In 2005, the American Diabetes Association Workgroup on Hypoglycemia released a report entitled "Defining and Reporting Hypoglycemia in Diabetes".[1] In that report, recommendations were primarily made to advise the U.S. Food and Drug Administration (FDA) on how hypoglycemia should be used as an end point in studies of new treatments for diabetes. In 2009, The Endocrine Society released a clinical practice guideline entitled "Evaluation and Management of Adult Hypoglycemic Disorders," which summarized how clinicians should manage hypoglycemia in patients with diabetes.[2] Since then, new evidence has become available that links hypoglycemia with adverse outcomes in older patients with type 2 diabetes[3–6] and in children with type 1 diabetes.[7,8] To provide guidance about how this new information should be incorporated into clinical practice, the American Diabetes Association and The Endocrine Society assembled a new Workgroup on Hypoglycemia in April 2012 to address the following questions:

  1. How should hypoglycemia in diabetes be defined and reported?

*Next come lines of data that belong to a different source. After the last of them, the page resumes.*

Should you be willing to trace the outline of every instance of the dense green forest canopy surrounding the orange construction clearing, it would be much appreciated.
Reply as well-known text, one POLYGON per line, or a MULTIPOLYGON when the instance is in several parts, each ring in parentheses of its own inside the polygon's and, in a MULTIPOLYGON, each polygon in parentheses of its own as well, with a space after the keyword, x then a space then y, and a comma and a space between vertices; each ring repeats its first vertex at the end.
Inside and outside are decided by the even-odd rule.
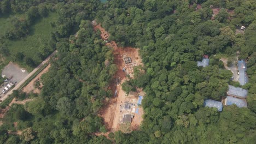
POLYGON ((14 93, 19 99, 36 100, 11 107, 0 127, 0 143, 256 141, 256 1, 4 0, 1 14, 27 15, 25 23, 19 22, 20 31, 10 29, 4 38, 26 37, 23 28, 44 16, 39 12, 44 6, 40 5, 58 15, 51 23, 55 28, 46 48, 59 52, 43 75, 44 87, 39 95, 14 93), (201 4, 200 9, 197 4, 201 4), (220 8, 214 20, 211 8, 220 8), (234 11, 230 14, 226 9, 234 11), (137 71, 135 79, 126 83, 146 92, 140 130, 110 133, 110 140, 94 133, 106 132, 97 112, 103 100, 112 97, 108 85, 117 67, 112 50, 104 45, 100 32, 92 29, 90 21, 94 19, 110 33, 109 40, 120 46, 139 47, 146 70, 137 71), (241 26, 246 26, 244 34, 235 34, 241 26), (237 51, 238 59, 248 59, 249 83, 243 86, 249 91, 248 107, 225 106, 223 112, 203 107, 205 99, 225 97, 228 85, 240 86, 230 80, 231 71, 219 61, 220 56, 236 57, 237 51), (201 61, 203 54, 210 55, 210 65, 197 67, 196 61, 201 61), (21 136, 8 134, 17 121, 16 129, 26 130, 21 136))

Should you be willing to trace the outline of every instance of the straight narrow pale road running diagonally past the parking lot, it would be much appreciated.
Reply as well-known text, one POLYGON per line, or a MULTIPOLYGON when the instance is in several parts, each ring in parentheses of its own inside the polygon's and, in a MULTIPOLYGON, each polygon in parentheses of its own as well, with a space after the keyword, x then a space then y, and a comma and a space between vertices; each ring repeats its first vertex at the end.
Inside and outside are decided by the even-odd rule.
MULTIPOLYGON (((18 83, 13 89, 11 89, 8 93, 3 95, 3 97, 0 98, 0 100, 4 101, 8 95, 11 95, 14 90, 18 89, 28 78, 30 78, 38 69, 40 69, 46 62, 50 60, 51 57, 53 57, 57 53, 57 50, 51 53, 49 57, 47 57, 42 63, 40 63, 37 68, 35 68, 30 74, 28 74, 20 83, 18 83)), ((1 102, 2 103, 2 102, 1 102)))

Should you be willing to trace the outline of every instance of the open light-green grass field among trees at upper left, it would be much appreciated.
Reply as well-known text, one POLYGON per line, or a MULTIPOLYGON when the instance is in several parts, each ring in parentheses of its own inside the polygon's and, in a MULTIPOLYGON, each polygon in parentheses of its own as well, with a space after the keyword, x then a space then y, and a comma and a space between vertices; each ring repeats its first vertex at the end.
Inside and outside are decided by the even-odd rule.
MULTIPOLYGON (((0 31, 4 33, 5 29, 10 25, 10 15, 9 17, 0 18, 0 31)), ((17 16, 17 15, 15 15, 17 16)), ((18 15, 21 17, 22 15, 18 15)), ((22 52, 25 57, 32 58, 36 64, 42 62, 42 59, 38 57, 40 51, 40 45, 45 44, 46 41, 50 39, 50 33, 54 30, 51 27, 50 22, 57 20, 57 13, 49 13, 48 17, 38 19, 31 27, 30 33, 18 40, 6 40, 8 49, 10 51, 10 56, 6 58, 7 61, 15 61, 15 55, 18 52, 22 52)), ((1 36, 1 35, 0 35, 1 36)), ((32 71, 33 68, 28 67, 25 62, 16 62, 21 67, 25 67, 28 71, 32 71)), ((1 69, 0 69, 1 70, 1 69)))

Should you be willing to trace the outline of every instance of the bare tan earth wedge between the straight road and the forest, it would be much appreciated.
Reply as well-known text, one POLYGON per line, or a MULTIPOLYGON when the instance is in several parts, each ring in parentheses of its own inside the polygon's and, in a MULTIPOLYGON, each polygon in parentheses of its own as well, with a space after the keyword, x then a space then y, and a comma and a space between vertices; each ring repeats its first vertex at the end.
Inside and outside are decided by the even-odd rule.
POLYGON ((27 86, 25 86, 25 87, 22 89, 22 91, 25 92, 25 93, 30 93, 30 92, 33 92, 33 93, 40 93, 40 89, 39 89, 39 88, 42 88, 42 87, 43 87, 42 83, 40 82, 41 76, 42 76, 44 73, 47 73, 50 67, 51 67, 51 65, 48 64, 45 69, 43 69, 36 77, 34 77, 33 80, 31 80, 30 83, 28 83, 27 86), (39 83, 40 83, 39 88, 34 86, 36 82, 39 82, 39 83))

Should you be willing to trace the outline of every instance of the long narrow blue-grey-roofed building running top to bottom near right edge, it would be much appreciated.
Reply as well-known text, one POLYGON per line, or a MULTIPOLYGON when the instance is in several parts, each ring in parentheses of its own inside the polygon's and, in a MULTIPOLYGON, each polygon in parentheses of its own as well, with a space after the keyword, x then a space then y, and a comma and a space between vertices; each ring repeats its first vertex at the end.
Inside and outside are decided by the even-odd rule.
POLYGON ((238 61, 237 68, 239 71, 238 81, 239 81, 240 85, 243 86, 246 83, 248 83, 248 81, 249 81, 248 75, 246 73, 246 62, 244 60, 238 61))

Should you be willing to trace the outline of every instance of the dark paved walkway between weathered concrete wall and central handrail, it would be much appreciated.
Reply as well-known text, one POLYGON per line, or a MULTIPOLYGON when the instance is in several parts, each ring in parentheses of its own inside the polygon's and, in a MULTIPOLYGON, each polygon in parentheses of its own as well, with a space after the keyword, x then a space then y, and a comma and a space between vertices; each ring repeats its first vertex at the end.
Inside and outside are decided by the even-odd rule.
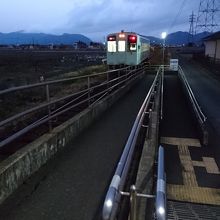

  2. What are the implications of hypoglycemia on both short- and long-term outcomes in people with diabetes?

  3. What are the implications of hypoglycemia on treatment targets for patients with diabetes?

  4. What strategies are known to prevent hypoglycemia, and what are the clinical recommendations for those at risk for hypoglycemia?

  5. What are the current knowledge gaps in our understanding of hypoglycemia, and what research is necessary to fill these gaps?